House debates
Thursday, 1 August 2019
Business
Rearrangement
9:31 am
Mark Dreyfus (Isaacs, Australian Labor Party, Shadow Attorney General) Share this | Hansard source
I move:
That so much of the standing orders be suspended as would prevent the Member for Isaacs from moving the following motion on notice standing in the name of the Member for Isaacs being called on immediately for debate and being determined by the House—That the House:
(1) notes:
(a) the Prime Minister and the Attorney-General announced on 13 December 2018 that a Commonwealth Integrity Commission would be established;
(b) on 13 December 2018, the Prime Minister said on 2GB the decision to establish a Commonwealth Integrity Commission "was something I had to resolve by the end of the year";
(c) on 26 May 2019, the Attorney-General said a Commonwealth Integrity Commission was a "priority"; and
(d) the Government has not established a Commonwealth Integrity Commission; and
(2) calls on the Government to keep its promise to establish its Commonwealth Integrity Commission.

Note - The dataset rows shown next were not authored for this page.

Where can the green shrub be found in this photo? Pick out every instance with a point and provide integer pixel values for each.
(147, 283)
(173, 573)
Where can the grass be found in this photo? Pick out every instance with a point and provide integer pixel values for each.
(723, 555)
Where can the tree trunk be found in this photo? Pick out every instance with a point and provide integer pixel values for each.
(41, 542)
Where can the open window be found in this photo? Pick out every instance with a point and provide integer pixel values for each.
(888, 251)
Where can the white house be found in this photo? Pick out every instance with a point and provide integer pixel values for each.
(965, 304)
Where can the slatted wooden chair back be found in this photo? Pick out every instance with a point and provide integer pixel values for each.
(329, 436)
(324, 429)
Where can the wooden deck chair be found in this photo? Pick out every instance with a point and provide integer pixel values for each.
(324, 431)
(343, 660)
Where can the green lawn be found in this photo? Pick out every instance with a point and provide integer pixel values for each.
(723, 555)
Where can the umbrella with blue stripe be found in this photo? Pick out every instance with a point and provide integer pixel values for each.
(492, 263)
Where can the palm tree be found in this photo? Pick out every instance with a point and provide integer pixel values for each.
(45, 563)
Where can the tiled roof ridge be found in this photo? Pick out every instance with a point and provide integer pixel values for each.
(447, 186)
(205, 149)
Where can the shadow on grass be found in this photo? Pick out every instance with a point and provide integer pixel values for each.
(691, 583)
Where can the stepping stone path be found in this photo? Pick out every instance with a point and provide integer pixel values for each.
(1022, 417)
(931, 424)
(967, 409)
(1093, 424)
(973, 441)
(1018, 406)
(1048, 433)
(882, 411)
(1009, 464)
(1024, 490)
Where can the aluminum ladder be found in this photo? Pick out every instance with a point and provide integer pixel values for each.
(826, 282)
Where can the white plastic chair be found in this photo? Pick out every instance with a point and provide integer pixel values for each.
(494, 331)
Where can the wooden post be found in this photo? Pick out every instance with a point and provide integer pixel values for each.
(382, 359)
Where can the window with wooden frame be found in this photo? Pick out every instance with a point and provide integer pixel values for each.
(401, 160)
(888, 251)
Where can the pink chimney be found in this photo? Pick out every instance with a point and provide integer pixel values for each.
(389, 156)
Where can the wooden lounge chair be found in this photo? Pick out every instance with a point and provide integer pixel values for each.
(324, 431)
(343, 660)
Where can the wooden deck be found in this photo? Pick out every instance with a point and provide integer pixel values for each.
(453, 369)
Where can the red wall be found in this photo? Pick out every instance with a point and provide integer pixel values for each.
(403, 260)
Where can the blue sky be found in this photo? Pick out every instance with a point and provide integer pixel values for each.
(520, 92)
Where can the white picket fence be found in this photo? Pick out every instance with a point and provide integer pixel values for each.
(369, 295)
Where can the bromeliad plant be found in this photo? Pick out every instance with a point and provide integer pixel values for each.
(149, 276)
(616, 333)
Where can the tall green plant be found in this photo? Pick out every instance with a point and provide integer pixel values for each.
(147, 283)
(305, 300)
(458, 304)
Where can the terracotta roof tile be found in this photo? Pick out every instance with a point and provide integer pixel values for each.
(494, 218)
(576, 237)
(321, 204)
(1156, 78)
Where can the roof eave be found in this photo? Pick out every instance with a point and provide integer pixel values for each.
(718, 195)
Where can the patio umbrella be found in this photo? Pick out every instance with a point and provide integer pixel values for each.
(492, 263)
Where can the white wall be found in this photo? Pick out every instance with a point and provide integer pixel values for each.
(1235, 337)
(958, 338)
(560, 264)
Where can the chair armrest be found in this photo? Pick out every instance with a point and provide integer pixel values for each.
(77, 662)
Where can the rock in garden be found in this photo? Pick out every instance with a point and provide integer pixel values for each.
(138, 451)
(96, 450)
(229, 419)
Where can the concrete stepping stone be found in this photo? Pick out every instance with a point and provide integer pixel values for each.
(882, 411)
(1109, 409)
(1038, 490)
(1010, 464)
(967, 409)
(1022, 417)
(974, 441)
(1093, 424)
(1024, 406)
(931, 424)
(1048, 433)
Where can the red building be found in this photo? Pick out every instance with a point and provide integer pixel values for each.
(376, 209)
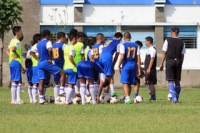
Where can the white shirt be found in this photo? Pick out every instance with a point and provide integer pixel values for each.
(165, 47)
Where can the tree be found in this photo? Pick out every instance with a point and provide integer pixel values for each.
(10, 15)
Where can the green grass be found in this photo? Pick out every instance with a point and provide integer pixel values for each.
(157, 117)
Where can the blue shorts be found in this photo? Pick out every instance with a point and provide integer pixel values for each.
(15, 70)
(72, 76)
(107, 66)
(45, 67)
(128, 76)
(29, 74)
(57, 77)
(85, 71)
(35, 78)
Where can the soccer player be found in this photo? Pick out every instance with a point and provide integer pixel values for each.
(44, 49)
(130, 61)
(58, 60)
(15, 62)
(173, 52)
(70, 67)
(150, 67)
(106, 61)
(34, 59)
(88, 71)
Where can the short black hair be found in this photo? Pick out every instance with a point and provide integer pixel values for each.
(36, 38)
(16, 29)
(139, 43)
(118, 34)
(82, 35)
(73, 31)
(150, 39)
(71, 36)
(46, 33)
(60, 35)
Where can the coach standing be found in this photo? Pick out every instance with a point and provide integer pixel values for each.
(173, 51)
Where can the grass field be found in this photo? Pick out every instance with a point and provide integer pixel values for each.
(146, 117)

This government is not serious about integrity or tackling corruption. If they were, they would establish a national integrity commission now.
I can see why at least some members of this government may not want an integrity commission. It's the sort of thing that may make, for example, the Minister for Home Affairs a bit nervous—the same Minister for Home Affairs who said that he had no sight of the payment of $423 million by his own department to a company called Paladin, which was based in an empty beach shack on Kangaroo Island, all without an open tender or other transparent process. This is the same Minister for Home Affairs who awarded a $591 million contract to a mysterious Brisbane based company to run garrison and welfare services on Nauru without an open tender or a transparent process—a company whose chief executive officer made a personal donation to the Liberal-National Party while the terms of that contract were still being negotiated. This is the same Minister for Home Affairs who agreed to extend that lucrative contract in the same month that the Liberal-National Party received a donation from a related company registered to the same Brisbane address—or did the minister have no sight of that contract either?
I can think of something that the Minister for Home Affairs did have sight of: he personally intervened to award visas to at least two au pairs who were facing deportation for breaking Australian law—au pairs who were employed by the minister's former colleague and the family of a well-known Liberal Party donor. He can't hide behind his department for that one. This Minister for Home Affairs is very lucky to be a member of a government that refuses to set up a Commonwealth integrity commission.
It's a Commonwealth integrity commission that may make quite a few Liberal Party MPs a bit nervous.